As it includes the prices for various cask sizes, it must be a trade list, That is, for publicans. Though it does include the public bar price per pint. In the posher rooms, such as the saloon or lounge, 1d more per pint would have been charged.
To put the cask into context, in 1914, a 36-gallon barrel of X Ale cost 36/- That was for a beer of 1050º. While 1934 X Ale was 1036º. That's about 2.5 times more expensive and 28% weaker. Quite a change. The reason? Extra tax piled on as a result of WW I.
What else can I spin out of this scrap of source material? The final line. Where XXX is crossed out, replaced by 33. A more expensive beer.
Why is the new beer call '33? Because that's when the disastrous tax increase of 1931 was reversed. To celebrate. Whitbread bumped up the gravity of their Burton Ale from 1045º to 1061º*. While also bumping up the price by 1d per pint. I think I would have been able to live with that.
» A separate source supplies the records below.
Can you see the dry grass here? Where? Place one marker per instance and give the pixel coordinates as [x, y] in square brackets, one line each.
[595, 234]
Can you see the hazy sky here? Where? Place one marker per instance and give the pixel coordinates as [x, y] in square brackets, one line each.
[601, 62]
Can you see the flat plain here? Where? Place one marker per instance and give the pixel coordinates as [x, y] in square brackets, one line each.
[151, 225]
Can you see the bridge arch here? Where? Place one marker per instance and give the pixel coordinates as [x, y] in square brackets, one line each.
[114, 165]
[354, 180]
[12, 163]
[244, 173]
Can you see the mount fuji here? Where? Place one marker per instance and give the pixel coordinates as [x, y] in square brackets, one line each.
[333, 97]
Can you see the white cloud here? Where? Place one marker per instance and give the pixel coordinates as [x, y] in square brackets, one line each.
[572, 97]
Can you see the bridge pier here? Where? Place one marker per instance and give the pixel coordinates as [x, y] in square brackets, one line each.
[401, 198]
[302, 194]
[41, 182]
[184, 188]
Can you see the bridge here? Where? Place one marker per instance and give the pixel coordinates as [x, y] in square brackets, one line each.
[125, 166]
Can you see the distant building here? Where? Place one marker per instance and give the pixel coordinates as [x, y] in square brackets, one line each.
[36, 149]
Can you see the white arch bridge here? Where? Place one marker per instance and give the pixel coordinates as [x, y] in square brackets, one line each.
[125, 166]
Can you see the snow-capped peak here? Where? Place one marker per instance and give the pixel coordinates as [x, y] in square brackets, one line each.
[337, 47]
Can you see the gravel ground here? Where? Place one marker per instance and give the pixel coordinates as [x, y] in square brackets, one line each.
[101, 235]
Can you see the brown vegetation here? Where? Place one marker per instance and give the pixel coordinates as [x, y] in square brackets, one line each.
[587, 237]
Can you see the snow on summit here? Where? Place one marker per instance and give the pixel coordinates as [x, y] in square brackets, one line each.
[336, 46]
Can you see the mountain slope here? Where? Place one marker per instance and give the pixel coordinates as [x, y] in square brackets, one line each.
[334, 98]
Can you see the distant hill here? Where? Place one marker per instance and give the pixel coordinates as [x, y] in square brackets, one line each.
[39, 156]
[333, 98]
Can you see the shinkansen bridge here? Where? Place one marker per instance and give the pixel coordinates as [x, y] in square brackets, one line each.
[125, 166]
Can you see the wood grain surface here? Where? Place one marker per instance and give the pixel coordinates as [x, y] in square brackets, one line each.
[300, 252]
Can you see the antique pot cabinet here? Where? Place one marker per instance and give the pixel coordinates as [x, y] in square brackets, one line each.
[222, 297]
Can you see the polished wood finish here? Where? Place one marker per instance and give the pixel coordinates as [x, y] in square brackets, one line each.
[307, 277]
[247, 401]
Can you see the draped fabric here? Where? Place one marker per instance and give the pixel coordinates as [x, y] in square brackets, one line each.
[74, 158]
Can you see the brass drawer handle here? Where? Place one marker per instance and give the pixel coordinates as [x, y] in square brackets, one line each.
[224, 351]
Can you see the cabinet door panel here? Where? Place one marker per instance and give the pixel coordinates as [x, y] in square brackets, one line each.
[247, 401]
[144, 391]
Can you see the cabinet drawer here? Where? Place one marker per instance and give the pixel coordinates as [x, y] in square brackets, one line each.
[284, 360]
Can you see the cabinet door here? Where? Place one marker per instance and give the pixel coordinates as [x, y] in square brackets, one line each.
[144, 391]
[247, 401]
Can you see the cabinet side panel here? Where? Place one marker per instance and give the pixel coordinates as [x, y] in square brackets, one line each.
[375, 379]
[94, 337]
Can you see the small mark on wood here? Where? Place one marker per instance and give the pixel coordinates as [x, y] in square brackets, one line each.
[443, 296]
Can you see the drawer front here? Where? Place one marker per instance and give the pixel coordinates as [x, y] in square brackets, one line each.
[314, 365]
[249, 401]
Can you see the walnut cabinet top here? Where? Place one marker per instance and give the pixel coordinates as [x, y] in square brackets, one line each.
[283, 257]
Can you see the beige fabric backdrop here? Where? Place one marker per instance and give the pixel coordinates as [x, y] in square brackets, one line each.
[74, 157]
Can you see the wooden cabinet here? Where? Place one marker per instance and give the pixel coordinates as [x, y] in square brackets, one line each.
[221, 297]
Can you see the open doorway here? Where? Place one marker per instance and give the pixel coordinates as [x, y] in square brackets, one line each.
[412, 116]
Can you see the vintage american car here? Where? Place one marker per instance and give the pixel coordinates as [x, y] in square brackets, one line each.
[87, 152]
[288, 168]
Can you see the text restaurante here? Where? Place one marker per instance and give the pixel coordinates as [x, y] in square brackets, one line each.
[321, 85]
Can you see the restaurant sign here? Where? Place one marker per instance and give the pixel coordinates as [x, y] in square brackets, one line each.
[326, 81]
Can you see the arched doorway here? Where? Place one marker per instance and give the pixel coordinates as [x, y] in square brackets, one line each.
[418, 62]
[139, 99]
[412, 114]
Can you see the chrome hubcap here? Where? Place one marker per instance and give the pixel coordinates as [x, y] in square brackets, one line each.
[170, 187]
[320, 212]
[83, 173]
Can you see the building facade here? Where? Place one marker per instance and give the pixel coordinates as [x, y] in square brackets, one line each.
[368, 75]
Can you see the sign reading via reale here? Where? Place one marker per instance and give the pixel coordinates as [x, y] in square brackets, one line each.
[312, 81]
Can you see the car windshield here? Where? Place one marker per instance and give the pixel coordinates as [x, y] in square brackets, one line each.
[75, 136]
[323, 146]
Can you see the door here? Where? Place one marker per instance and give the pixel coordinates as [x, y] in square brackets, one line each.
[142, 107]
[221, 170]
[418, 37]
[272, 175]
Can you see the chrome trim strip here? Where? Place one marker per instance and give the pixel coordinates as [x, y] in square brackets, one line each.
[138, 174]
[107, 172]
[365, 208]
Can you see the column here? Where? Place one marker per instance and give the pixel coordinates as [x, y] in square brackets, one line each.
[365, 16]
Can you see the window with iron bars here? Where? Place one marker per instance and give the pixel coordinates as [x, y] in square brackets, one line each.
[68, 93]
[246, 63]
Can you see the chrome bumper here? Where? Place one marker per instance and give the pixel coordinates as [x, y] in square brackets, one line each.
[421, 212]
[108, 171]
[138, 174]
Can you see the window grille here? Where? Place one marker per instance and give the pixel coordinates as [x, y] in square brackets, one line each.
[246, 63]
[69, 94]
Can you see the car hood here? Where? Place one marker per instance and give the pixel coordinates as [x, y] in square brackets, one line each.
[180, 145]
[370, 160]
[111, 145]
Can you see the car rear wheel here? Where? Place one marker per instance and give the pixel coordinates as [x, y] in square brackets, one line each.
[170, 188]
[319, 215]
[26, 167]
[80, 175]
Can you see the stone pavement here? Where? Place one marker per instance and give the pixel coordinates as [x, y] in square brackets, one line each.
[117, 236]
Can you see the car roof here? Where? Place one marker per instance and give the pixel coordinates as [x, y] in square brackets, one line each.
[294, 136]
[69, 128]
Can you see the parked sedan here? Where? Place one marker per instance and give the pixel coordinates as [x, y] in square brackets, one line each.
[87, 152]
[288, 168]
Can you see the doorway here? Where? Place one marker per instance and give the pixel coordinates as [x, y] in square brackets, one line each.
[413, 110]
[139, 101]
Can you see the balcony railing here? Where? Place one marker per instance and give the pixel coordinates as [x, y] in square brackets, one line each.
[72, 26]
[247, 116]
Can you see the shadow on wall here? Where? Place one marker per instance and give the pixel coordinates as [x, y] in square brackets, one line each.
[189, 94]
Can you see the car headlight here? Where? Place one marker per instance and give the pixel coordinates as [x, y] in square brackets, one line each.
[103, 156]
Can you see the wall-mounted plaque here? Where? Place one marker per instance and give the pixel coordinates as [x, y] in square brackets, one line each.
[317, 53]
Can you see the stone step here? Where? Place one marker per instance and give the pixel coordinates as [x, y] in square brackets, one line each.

But I'm a pisshwead, as Mikey keeps reminding me.
Interesting that Porter and Stout come first on the list. That must be a hangover of Whitbread's time as an early Porter brewer. And one of the largest.
Oh, the Light Ale. That was dark. A piss-weak Dark Mild. Slightly confusing, the name.
* Whitbread brewing records held at the London Metropolitan Archives, document numbers LMA/4453/D/01/099 and LMA/4453/D/01/100.